Some would call public relations the art of perception. Communication professionals are trained at crafting and refining messaging and devising appropriate strategies for information dissemination, including source, timing, vehicle, and if appropriate amplification.
Last week, CVS Caremark announced that as of October 1, 2014, it will no longer sell cigarettes and tobacco-related products in the United States. The announcement, which was covered by just about every major network and publication, was positioned as part of CVS Caremark's effort to commit to being a health-care provider. The company executed a successful social media campaign around the #cvsquits hashtag and received many endorsements from the public, including from the White House, health-care think tanks, and many public officials (including Bill Gates).
To date, the story has been positioned mostly as a socially conscious business decision by CVS to commit to and support the health of its patients and customers. As communication professionals know, a company's investment in socially responsible business initiatives (i.e. CSR programs) generally is aligned with an eventual positive return on investment.
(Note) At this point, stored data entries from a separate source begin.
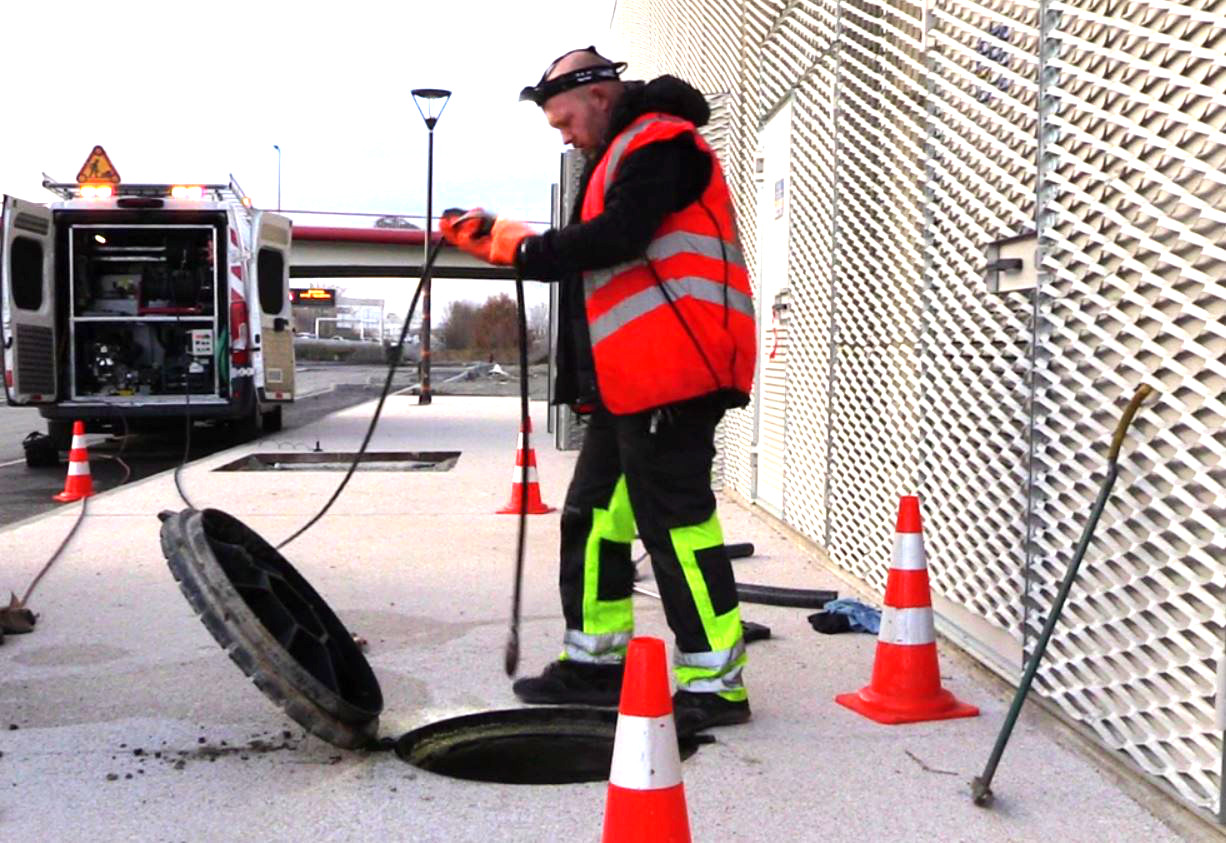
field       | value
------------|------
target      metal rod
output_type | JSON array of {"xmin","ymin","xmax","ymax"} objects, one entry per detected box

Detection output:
[{"xmin": 971, "ymin": 383, "xmax": 1153, "ymax": 806}]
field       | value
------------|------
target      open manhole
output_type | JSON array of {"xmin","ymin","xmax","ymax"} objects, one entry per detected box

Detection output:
[
  {"xmin": 396, "ymin": 707, "xmax": 702, "ymax": 785},
  {"xmin": 215, "ymin": 451, "xmax": 460, "ymax": 472},
  {"xmin": 158, "ymin": 508, "xmax": 705, "ymax": 783}
]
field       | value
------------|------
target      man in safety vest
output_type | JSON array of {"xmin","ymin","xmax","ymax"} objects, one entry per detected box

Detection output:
[{"xmin": 440, "ymin": 47, "xmax": 756, "ymax": 736}]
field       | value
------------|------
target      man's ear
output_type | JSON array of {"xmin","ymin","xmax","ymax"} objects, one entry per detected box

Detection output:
[{"xmin": 589, "ymin": 84, "xmax": 618, "ymax": 113}]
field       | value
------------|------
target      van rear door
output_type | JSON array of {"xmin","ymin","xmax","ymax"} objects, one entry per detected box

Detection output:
[
  {"xmin": 253, "ymin": 211, "xmax": 294, "ymax": 400},
  {"xmin": 1, "ymin": 196, "xmax": 58, "ymax": 404}
]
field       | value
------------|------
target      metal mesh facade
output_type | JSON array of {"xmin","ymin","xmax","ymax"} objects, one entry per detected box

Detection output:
[
  {"xmin": 1032, "ymin": 0, "xmax": 1226, "ymax": 812},
  {"xmin": 614, "ymin": 0, "xmax": 1226, "ymax": 816}
]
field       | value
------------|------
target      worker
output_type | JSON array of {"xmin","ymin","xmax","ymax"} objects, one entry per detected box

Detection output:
[{"xmin": 440, "ymin": 47, "xmax": 756, "ymax": 735}]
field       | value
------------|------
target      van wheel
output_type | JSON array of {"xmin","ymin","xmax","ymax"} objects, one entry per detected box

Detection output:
[
  {"xmin": 234, "ymin": 405, "xmax": 262, "ymax": 442},
  {"xmin": 261, "ymin": 406, "xmax": 283, "ymax": 433}
]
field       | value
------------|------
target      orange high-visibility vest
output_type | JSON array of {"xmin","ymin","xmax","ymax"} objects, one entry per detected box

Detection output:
[{"xmin": 581, "ymin": 113, "xmax": 756, "ymax": 414}]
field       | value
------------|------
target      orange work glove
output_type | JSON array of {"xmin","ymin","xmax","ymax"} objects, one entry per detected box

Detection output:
[{"xmin": 438, "ymin": 208, "xmax": 534, "ymax": 266}]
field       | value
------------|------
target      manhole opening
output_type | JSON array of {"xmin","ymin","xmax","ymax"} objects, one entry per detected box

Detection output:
[
  {"xmin": 214, "ymin": 451, "xmax": 460, "ymax": 472},
  {"xmin": 395, "ymin": 708, "xmax": 702, "ymax": 785}
]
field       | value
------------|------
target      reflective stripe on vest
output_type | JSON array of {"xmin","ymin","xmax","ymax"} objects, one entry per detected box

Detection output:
[
  {"xmin": 602, "ymin": 115, "xmax": 692, "ymax": 198},
  {"xmin": 589, "ymin": 275, "xmax": 756, "ymax": 346},
  {"xmin": 585, "ymin": 231, "xmax": 747, "ymax": 290}
]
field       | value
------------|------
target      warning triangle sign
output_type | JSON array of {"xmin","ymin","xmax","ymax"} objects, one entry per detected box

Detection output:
[{"xmin": 76, "ymin": 146, "xmax": 121, "ymax": 184}]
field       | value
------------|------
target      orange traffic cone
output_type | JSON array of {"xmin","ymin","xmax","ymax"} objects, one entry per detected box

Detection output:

It is with that in mind that a PR pro sees such an announcement and reads between the lines.
Let's examine the facts.
- It has been estimated that the decision will cost CVS Caremark about $2 billion in lost revenue, including an estimated $500 million that comes from other products that smokers will no longer purchase at retail locations in conjunction with cigarettes.
- Smoking in the United States continues to decline - 18% of Americans are smokers versus 42% in 1965.
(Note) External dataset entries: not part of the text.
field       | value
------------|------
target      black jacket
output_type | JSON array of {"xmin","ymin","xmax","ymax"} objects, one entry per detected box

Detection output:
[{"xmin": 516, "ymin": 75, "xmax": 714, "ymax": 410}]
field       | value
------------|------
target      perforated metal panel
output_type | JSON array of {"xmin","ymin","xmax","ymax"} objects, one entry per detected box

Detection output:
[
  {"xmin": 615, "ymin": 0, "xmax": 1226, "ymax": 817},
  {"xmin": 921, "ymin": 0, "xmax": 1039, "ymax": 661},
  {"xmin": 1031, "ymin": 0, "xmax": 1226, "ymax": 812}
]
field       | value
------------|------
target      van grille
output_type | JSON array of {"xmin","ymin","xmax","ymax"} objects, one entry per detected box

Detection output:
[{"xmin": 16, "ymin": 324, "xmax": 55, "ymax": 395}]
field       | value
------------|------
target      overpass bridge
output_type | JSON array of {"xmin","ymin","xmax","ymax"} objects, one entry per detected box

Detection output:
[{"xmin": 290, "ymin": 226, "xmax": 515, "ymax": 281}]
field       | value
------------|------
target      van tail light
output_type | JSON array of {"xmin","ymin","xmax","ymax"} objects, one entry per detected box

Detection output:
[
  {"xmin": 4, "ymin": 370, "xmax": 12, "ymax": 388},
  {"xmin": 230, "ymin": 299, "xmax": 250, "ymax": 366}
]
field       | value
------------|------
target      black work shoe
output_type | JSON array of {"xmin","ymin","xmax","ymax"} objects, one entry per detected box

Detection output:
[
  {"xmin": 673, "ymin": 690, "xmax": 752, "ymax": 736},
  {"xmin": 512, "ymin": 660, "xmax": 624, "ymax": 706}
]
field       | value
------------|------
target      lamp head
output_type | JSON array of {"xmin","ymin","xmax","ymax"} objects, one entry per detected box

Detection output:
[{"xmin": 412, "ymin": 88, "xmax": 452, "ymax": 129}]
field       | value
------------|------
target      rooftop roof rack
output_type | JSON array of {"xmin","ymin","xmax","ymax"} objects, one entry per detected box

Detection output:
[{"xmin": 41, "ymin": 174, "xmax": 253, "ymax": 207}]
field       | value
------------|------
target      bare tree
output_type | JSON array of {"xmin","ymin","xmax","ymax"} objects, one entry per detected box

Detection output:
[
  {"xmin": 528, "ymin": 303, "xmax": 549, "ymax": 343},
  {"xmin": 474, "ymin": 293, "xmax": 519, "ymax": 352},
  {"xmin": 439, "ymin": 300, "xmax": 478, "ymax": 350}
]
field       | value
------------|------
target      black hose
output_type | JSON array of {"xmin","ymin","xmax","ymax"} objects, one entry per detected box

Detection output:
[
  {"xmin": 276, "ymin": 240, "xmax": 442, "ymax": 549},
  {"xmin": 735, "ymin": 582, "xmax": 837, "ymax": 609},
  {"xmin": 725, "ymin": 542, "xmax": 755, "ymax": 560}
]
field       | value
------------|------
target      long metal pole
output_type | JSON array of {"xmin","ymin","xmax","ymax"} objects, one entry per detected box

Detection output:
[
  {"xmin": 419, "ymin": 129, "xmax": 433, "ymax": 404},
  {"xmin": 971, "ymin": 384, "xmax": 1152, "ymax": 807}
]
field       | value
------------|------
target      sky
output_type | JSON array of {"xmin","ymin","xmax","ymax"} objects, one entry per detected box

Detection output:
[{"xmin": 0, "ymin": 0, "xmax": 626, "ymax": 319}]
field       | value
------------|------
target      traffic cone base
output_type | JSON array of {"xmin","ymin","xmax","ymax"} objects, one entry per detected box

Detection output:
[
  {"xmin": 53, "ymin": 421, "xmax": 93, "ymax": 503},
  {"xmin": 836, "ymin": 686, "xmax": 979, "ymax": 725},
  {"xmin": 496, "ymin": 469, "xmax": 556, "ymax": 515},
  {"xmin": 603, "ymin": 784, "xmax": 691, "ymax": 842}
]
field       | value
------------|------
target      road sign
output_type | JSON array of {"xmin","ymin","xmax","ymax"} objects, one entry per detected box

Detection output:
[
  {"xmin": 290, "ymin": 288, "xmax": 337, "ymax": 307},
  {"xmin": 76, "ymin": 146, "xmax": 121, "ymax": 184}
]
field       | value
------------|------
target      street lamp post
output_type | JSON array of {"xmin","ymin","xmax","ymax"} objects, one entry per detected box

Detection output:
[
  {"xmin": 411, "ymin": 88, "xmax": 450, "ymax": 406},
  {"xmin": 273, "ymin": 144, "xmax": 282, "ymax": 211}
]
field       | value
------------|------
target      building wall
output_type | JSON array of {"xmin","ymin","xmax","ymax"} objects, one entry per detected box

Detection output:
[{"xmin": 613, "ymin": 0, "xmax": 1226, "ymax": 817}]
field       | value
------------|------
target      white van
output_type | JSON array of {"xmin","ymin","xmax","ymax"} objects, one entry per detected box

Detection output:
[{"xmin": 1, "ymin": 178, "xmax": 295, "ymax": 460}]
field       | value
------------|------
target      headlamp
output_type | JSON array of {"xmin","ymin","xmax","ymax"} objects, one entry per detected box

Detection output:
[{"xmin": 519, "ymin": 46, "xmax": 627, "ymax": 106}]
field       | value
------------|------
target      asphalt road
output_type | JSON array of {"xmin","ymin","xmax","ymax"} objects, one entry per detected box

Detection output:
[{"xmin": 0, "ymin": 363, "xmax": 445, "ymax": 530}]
- There has been increased regulation of the use and purchase of tobacco products.
- Higher taxes have been imposed on tobacco products, driving up the cost to consumers and lowering the already low margins for sellers.
- Convenience stores currently represent 86% of U.S. cigarette sales among mass merchants, according to the National Association of Convenience Stores.
- There is a national growing trend of pharmacies opening clinics and forging partnerships with insurers and hospitals in the wake of a shortage of primary care doctors and an increased number of patients enrolled in coverage following the passage of the Affordable Care Act.
It doesn't take much to connect these dots and see that the profit potential associated with the newly uncovered expansion opportunities for CVS Caremark surrounding the passage of the Affordable Care Act far outweighs the low margins of their current tobacco-related sales, which are likely to further decrease in accordance with both national trends and increased regulation. As such, it seems apparent that the company smartly capitalized on what is likely to be an inevitable move in the industry and seized the publicity advantage surrounding being the first mover amongst its competitors. Walgreen's and Rite Aid both addressed inquiries in response to the CVS announcement about their sale of tobacco-related products to which both companies stressed that they have and will continue to evaluate this area of their business.
CVS Caremark announced its earnings today. It will be interesting to hear analyst reactions during the Q&A and following the call. Let's see how the company communicates this financial-based decision, while staying on the "health-care provider" message.